Ces deux exemples prouvent assez clairement, me semble-t-il, que l'utilité du défrichement est relative, qu'elle dépend des circonstances. Le défrichement peut être utile, il peut ne pas l'être. On doit croire en thèse générale qu'il ne l'est pas, qu'il n'est pas regardé comme tel, à moins de nier absolument l'intelligence de l'intérêt privé, car plus de la moitié des terrains incultes susceptibles de culture, appartiennent à des particuliers. Pourquoi les particuliers, malgré les prix excessifs des produits de la terre, ne cultivent-ils pas leurs bruyères ? C'est apparemment qu'ils craignent d'éprouver des pertes.
Messieurs, l'utilité des défrichements, considérés d'une manière générale, est très contestable. Si donc vous étendiez l'expropriation au défrichement, si vous l'admettiez pour parvenir au défrichement, vous lui donneriez une base incertaine. C'est ce qui n'a jamais été fait. Toujours l'expropriation a été appliquée à des cas où l'utilité était la saisissable, évidente.
Je crois utile de reproduire ici une observation qui a été présentée hier par l'honorable M. d'Hoffschmidt, et sur laquelle il n'a pas assez insisté à mon avis. L'honorable membre vous a dit : « Si vous encouragez la culture de mauvaises terres, il vous arrivera ce qui est arrivé dans un autre pays ; on viendra un jour vous demander des protections pour les cultivateurs que vous aurez poussés dans des entreprises hasardeuses. »
Eh bien, messieurs, ce résultat est inévitable. Que le gouvernement et les chambres poussent aujourd'hui les cultivateurs aux entreprises chanceuses de défrichement, et par la suite, il vous sera en quelque sorte impossible de refuser des lois de protection aux céréales et aux autres produits de la terre. C'est un avis que je me plais à donner surtout aux partisans de la liberté commerciale. Quant à moi, je ne suis pas un ardent free-trader ; mais ce qu'avant tout, je voulais éviter, c'est d'engager l'avenir ; je désire que la chambre et le gouvernement n'engagent pas l'avenir et ne créent pas un obstacle à un acheminement lent et graduel, prudent vers la liberté commerciale.
Je n'insisterai pas davantage sur l'utilité du défrichement, considéré d'une manière générale. Je viens maintenant à l'utilité de la loi, pour arriver au défrichement.

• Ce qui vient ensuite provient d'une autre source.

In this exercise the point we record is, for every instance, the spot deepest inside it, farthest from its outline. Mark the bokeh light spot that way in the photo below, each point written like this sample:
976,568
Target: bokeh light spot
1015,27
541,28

Messieurs, dans une séance précédente, j'ai dit que cette loi n'est pas propre à amener le défrichement ; qu'il ne faut pas exproprier les communes, qu'il ne faut pas les forcer à vendre leurs biens ; qu'il ne faut pas les dépouiller ni mettre dans le domaine privé plus de terres incultes, pour parvenir au défrichement, parce que le domaine privé possède à peu près la moitié de toutes les terres incultes qui sont susceptibles de culture, et qu'il ne les cultive pas. Il n'est pas de réplique à un pareil argument ; aussi la réplique, je suis à l'attendre.
Cependant M. le ministre de l'intérieur, comme vous l'avez encore vu tout à l'heure, n'est pas au dépourvu en fait d'arguments ; M. le ministre de l'intérieur s'est appuyé sur quelques pétitions qu'il vous a lues avec une certaine emphase, pétitions dans lesquelles on demande le partage. Ainsi que je l'ai déjà fait remarquer, quand il s'agit d'une question, les partisans de la loi répondent à une autre question. La demande de partage, que prouve-t-elle ? Elle prouve l'utilité du défrichement dans certaines localités ; mais elle ne prouve pas l'utilité de la loi pour y parvenir ; elles prouvent qu'il serait utile de défricher un certain nombre d'hectares dans certaines localités, et ces localités sont probablement des villages assez populeux, autour desquels se trouvent des bruyères ; là sans doute les circonstances sont favorables aux défrichements.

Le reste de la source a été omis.